James P. Postles (September 28, 1840 – May 27, 1908) was an American soldier who fought with the Union Army in the American Civil War. Postles received his country's highest award for bravery during combat, the Medal of Honor, for actions taken on July 2, 1863 during the Battle of Gettysburg.

==Civil War service==
Postles joined Company C of the 1st Delaware Regiment in Wilmington, Delaware. After a three-month enlistment, Postles was mustered out as a 1st Sergeant. When the regiment reorganized, Postles was placed in Company A as a 1st Lieutenant.

Postles' first major conflict was at the Battle of Antietam. During an attack in the Sunken Road, Company A lost roughly half its men, including its captain. Following the battle, Postles was lauded by his commanding officer as behaving with "exemplary coolness and bravery", and was named the new Captain for Company A. Postles also received commendations during the Battle of Gettysburg when he volunteered to ride on horseback to deliver a letter in the face of heavy enemy fire, and returned unharmed. For this action, Postles was awarded the Medal of Honor.

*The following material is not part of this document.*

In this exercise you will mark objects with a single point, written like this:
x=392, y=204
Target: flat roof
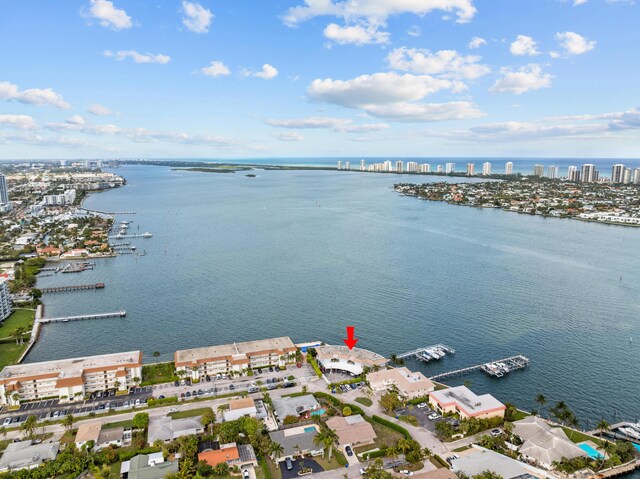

==Medal of Honor citation==

The President of the United States of America, in the name of Congress, takes pleasure in presenting the Medal of Honor to Captain (Infantry) James Parke Postles, United States Army, for extraordinary heroism on 2 July 1863, while serving with Company A, 1st Delaware Infantry, in action at Gettysburg, Pennsylvania. Captain Postles voluntarily delivered an order in the face of heavy fire of the enemy.

==Personal life==
Following the war, Postles returned to Delaware where we entered into his father's leather business. In 1878, he served as Adjutant General of Delaware. He was a companion of the Pennsylvania Commandery of the Military Order of the Loyal Legion of the United States.

Postles died of a brain concussion after falling down a set of stairs at the Wilmington Masonic Temple. He was interred at the Wilmington and Brandywine Cemetery.